Osho : There is a story which I like very much of two fakirs: The two fakirs, the old guru and the young disciple, were returning to their hut in Japan for the rainy season. For eight months of the year they traveled from village to village singing the praises of the Lord, but in the rainy season they returned to their hut. When they reached the bank of the lake where the hut stood, they found the roof fallen to the ground by a violent storm that had struck just the night before. It was not only a very small hut, but on top of that, half the roof was on the ground.
There were ominous clouds in the sky and darkness all around. Nothing could be done for they were far away from any other habitation. The younger sannyasin couldn’t contain himself. ”Look at this. We kill ourselves singing His glories and this is how we are rewarded. What use is all that prayer and worship? What do we get in return? Rich sinners are lying blissfully in their mansions while the gale has carried away the roof of two poor fakirs. The storm is also His.” Having given vent to all his rage, he turned to the guru and what did he see?
There knelt the guru with folded hands looking up at the sky, his eyes filled with tears of joy and supreme contentment. He was singing, ”Oh Lord, Your compassion knows no bounds. The tempest could have blown the whole roof away and you must have stopped it half-way for us. Only You can be so thoughtful.” Then they both entered the hut. Though they seem to enter the same hut, they are different people: one is contented, the other dis-contented. They both slept. The younger fakir kept tossing and turning, grumbling and worrying about the rain, constantly complaining and filled with anger.

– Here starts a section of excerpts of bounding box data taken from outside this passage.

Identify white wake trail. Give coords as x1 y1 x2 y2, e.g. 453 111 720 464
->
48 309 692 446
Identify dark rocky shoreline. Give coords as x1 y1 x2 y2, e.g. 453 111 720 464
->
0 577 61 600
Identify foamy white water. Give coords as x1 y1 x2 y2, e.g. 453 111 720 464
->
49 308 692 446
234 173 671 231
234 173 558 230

But the guru slept very soundly. When he got up at 4 a.m. he wrote a song. He could see the moon above through the half-open roof. He said in his song, ”Oh Lord, had we known before, we would not have troubled Your tempest to rip off half the roof. We would have done it ourselves. We have been so foolish, but now we can see the wonderful work of the storm; we can watch the moon over the hut! How close is Your sky, and we shut it off with a roof! Your moon came and went so many times and we remained behind a roof. We did not know, please forgive us! Had we known we wouldn’t have put the storm to so much trouble.”

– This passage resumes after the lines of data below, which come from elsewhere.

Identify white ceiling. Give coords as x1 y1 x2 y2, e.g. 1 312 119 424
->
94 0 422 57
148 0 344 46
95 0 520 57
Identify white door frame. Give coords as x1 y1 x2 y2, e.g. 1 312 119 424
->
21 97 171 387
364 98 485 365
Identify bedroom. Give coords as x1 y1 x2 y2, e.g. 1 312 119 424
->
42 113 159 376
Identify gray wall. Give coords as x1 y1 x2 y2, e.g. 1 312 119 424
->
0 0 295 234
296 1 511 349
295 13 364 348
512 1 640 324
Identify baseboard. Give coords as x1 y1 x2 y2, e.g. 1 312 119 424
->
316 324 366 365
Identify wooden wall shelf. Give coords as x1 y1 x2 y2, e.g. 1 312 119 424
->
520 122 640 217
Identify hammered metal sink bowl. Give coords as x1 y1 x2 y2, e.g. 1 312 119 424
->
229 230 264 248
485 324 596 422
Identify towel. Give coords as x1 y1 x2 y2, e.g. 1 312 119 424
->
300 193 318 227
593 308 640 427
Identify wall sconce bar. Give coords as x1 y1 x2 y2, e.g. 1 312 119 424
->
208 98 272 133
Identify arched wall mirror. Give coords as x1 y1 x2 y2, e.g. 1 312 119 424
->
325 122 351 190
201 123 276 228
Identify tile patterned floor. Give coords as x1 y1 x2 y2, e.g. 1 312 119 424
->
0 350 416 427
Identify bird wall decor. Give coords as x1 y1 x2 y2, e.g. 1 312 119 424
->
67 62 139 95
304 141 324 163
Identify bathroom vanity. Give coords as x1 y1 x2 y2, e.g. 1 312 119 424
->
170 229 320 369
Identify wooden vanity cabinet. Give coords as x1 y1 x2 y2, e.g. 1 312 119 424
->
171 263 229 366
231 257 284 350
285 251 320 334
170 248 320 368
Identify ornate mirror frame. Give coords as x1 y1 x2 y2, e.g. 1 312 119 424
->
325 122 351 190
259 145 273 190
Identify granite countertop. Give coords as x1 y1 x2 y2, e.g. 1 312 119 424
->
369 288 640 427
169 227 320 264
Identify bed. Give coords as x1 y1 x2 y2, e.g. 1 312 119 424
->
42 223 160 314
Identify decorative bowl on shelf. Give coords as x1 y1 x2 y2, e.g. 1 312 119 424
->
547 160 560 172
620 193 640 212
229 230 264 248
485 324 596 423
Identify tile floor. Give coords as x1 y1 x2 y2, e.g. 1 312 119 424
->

A man who can sing like this under the most direct circumstances is truly a contented person. But he who becomes contented out of helplessness follows the path of impotent and vigorless people; if only they could find contentment before having to lose everything then they wouldn’t have to lose anything; for you cannot steal anything from a contented man. You may take away his belongings but not his contentment. His inner equilibrium cannot be disturbed. His true possessions are all within.